Check execution plans with EXPLAIN to confirm index usage.

6.4 Choose isolation levels deliberately

For many OLTP workloads, REPEATABLE READ is a good default.
If you experience many deadlocks due to gap locks, consider READ COMMITTED, but verify application logic for anomalies.
Use SERIALIZABLE only when you truly need serial semantics and can tolerate lower concurrency.

6.5 Use locking reads only when necessary

SELECT ... FOR UPDATE and LOCK IN SHARE MODE are powerful but can cause heavy contention.

Use them for critical invariants (e.g. account balances, unique business constraints).
Avoid using them in read-only queries that do not need to block writers.
Prefer optimistic approaches (read, then update with a version column) when suitable.

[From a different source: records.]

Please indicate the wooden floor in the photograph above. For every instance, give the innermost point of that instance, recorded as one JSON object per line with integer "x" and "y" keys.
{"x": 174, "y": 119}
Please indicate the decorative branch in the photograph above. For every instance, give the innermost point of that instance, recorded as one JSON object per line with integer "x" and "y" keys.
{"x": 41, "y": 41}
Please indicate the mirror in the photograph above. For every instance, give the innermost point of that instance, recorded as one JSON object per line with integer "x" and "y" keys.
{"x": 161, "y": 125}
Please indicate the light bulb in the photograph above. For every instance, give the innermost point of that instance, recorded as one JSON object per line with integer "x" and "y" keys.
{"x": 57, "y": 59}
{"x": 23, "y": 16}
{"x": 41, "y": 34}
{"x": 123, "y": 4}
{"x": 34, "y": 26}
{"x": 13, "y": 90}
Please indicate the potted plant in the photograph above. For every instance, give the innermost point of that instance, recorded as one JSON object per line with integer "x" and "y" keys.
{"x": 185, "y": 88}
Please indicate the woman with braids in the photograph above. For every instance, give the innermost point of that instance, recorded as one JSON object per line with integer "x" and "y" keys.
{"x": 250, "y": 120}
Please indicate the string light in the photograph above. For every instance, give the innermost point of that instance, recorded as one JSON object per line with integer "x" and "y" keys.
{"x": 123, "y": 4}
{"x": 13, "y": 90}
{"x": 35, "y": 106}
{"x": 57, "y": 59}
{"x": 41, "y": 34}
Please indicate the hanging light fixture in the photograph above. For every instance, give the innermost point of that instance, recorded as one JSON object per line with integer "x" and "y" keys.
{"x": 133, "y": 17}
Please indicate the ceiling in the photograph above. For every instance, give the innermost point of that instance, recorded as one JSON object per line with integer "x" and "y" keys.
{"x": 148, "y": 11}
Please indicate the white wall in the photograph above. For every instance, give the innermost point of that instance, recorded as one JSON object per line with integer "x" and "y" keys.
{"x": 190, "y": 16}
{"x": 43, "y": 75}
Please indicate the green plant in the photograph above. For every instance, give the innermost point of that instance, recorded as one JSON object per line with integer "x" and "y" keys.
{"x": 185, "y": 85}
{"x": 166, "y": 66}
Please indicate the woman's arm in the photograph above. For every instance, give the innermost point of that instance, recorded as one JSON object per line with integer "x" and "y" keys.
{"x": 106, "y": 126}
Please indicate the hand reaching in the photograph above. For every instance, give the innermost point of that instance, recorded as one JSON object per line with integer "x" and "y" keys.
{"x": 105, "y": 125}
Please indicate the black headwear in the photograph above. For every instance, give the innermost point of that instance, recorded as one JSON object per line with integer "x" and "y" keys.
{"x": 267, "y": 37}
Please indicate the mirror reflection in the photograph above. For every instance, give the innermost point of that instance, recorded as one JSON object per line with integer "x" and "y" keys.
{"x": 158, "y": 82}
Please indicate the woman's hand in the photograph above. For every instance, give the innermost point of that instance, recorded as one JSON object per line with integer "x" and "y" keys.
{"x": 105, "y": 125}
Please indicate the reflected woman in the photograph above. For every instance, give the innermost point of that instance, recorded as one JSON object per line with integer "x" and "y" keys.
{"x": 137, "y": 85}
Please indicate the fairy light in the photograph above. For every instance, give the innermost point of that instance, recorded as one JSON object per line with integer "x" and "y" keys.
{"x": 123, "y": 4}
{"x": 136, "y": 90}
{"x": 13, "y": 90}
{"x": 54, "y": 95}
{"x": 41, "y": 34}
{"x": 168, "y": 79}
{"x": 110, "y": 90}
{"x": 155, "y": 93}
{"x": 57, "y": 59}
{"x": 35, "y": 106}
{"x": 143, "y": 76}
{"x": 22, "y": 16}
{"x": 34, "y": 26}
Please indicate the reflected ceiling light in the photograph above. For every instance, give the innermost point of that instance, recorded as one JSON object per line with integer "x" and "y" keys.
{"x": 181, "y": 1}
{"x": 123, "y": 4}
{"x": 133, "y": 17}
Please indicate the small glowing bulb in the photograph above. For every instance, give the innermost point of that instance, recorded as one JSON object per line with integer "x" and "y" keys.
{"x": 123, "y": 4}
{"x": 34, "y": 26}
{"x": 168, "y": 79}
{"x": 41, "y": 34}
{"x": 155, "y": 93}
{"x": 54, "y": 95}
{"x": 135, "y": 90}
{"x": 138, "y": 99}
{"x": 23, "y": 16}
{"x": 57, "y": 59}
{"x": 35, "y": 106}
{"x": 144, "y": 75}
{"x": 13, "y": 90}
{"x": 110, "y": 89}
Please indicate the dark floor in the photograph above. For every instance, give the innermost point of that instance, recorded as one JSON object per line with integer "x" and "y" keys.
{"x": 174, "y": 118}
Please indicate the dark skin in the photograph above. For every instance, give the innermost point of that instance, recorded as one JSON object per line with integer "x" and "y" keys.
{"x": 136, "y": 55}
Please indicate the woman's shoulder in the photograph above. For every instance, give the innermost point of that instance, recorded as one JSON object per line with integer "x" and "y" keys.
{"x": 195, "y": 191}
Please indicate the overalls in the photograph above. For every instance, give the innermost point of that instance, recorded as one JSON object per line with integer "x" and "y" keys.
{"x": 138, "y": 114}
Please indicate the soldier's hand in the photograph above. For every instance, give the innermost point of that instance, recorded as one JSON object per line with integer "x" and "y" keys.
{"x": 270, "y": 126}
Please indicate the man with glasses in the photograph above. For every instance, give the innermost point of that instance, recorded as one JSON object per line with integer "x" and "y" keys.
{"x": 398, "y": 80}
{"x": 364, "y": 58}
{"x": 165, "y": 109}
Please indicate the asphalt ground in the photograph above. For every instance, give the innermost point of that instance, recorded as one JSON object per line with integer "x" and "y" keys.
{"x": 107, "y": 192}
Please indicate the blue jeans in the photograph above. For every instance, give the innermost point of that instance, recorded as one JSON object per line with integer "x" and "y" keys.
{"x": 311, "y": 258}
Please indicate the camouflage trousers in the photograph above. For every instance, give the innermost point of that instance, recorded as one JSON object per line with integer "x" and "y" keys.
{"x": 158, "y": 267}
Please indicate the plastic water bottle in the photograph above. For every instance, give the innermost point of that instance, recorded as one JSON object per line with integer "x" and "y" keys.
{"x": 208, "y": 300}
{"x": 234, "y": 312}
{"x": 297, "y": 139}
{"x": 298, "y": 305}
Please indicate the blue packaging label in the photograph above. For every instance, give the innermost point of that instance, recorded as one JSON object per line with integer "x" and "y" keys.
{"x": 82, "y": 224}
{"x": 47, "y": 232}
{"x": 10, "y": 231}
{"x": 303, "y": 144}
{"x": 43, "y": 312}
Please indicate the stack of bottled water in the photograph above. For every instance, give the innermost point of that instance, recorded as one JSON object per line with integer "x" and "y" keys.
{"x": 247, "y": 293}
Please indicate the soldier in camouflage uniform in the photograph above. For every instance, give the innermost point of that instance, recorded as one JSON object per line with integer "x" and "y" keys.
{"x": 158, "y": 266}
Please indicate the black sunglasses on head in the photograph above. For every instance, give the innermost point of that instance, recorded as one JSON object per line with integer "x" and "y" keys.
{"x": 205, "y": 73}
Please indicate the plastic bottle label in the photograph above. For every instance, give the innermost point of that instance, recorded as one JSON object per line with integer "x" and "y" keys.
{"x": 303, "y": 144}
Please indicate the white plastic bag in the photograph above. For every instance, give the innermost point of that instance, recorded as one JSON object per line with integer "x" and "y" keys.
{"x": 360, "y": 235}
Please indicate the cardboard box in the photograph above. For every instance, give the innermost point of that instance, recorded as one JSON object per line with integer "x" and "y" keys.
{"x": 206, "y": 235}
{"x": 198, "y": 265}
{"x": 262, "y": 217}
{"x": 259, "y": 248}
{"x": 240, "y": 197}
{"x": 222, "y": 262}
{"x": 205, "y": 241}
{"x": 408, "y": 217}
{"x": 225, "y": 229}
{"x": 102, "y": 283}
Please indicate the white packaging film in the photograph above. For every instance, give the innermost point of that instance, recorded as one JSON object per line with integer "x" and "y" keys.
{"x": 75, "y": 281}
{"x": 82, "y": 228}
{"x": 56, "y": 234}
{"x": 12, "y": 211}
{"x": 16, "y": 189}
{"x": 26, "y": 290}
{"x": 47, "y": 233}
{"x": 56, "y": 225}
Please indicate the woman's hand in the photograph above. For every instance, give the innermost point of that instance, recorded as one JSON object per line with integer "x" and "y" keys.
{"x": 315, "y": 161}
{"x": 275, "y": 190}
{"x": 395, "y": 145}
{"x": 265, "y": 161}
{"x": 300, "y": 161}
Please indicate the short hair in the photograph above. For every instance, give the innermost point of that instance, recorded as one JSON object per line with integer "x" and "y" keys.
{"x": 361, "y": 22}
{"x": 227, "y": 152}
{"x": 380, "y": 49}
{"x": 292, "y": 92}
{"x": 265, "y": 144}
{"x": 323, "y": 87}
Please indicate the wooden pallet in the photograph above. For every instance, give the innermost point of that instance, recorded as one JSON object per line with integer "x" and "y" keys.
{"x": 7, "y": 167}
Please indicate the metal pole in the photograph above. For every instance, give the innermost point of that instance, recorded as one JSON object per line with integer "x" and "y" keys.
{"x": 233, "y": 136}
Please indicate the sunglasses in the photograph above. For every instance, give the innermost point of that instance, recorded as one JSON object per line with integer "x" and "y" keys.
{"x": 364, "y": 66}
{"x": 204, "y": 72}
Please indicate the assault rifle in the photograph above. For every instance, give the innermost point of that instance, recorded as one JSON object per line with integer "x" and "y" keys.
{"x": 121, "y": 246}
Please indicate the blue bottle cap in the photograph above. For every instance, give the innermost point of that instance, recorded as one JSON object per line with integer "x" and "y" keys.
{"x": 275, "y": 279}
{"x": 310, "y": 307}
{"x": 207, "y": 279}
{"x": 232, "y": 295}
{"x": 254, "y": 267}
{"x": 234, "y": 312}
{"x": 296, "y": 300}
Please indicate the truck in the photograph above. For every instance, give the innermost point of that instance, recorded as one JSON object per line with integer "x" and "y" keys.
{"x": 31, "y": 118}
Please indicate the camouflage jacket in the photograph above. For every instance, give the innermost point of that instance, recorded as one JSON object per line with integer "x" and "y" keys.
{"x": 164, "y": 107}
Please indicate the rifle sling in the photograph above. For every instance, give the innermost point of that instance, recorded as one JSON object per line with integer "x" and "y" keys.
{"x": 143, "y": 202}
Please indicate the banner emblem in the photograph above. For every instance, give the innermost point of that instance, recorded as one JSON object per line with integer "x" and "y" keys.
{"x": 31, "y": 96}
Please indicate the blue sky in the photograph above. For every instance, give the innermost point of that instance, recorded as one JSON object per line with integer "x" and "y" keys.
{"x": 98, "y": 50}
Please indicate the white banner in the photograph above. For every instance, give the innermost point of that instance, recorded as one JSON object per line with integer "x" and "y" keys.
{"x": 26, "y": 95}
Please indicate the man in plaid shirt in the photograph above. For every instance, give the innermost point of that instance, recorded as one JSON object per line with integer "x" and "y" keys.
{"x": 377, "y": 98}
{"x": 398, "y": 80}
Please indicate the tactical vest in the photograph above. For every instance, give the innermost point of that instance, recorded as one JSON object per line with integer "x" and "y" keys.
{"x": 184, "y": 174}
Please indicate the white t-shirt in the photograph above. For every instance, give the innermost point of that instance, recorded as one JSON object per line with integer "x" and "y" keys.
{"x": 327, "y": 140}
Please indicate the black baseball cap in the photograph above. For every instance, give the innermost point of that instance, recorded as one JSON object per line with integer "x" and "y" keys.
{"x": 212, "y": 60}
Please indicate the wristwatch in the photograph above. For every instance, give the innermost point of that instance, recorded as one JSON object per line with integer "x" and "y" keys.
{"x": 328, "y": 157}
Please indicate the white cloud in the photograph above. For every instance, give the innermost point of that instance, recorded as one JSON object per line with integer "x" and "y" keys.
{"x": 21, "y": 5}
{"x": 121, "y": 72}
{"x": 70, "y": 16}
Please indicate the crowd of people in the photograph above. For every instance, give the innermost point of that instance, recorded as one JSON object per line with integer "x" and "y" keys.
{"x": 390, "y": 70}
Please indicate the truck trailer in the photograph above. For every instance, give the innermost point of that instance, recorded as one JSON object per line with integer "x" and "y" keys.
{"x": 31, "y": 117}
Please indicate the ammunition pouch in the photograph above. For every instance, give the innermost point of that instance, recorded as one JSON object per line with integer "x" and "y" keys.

7. Monitoring and troubleshooting locks

7.1 Inspecting current locks

On RHEL/Rocky Linux, you can connect to MySQL and use:

mysql -u root -p -h 127.0.0.1

Inside MySQL:

SHOW ENGINE INNODB STATUS\G

SELECT * FROM information_schema.innodb_trx\G;
SELECT * FROM information_schema.innodb_locks\G;
SELECT * FROM information_schema.innodb_lock_waits\G;

These views show active transactions, held locks, and wait relationships. You can script periodic snapshots to diagnose recurring contention.

7.2 Handling deadlocks in applications

Deadlocks are normal under high concurrency. Applications must:

Detect deadlock errors (e.g. SQLSTATE 40001 or MySQL error 1213).
Roll back the current transaction.
Retry the operation a limited number of times with backoff.

Do not disable deadlock detection or increase lock timeouts to huge values; that only hides problems and increases latency.

8. Summary

InnoDB locking and isolation define how your data behaves under concurrency. Understanding row, gap and next-key locks, and how isolation levels change behaviour, lets you design queries and schemas that avoid unnecessary blocking and deadlocks. Keep transactions short, access rows in a consistent order, index your predicates, and choose isolation levels deliberately. With these practices, you can achieve both correctness and high throughput.

This article offers general technical guidance. Validate all configurations in a safe environment before applying them to production.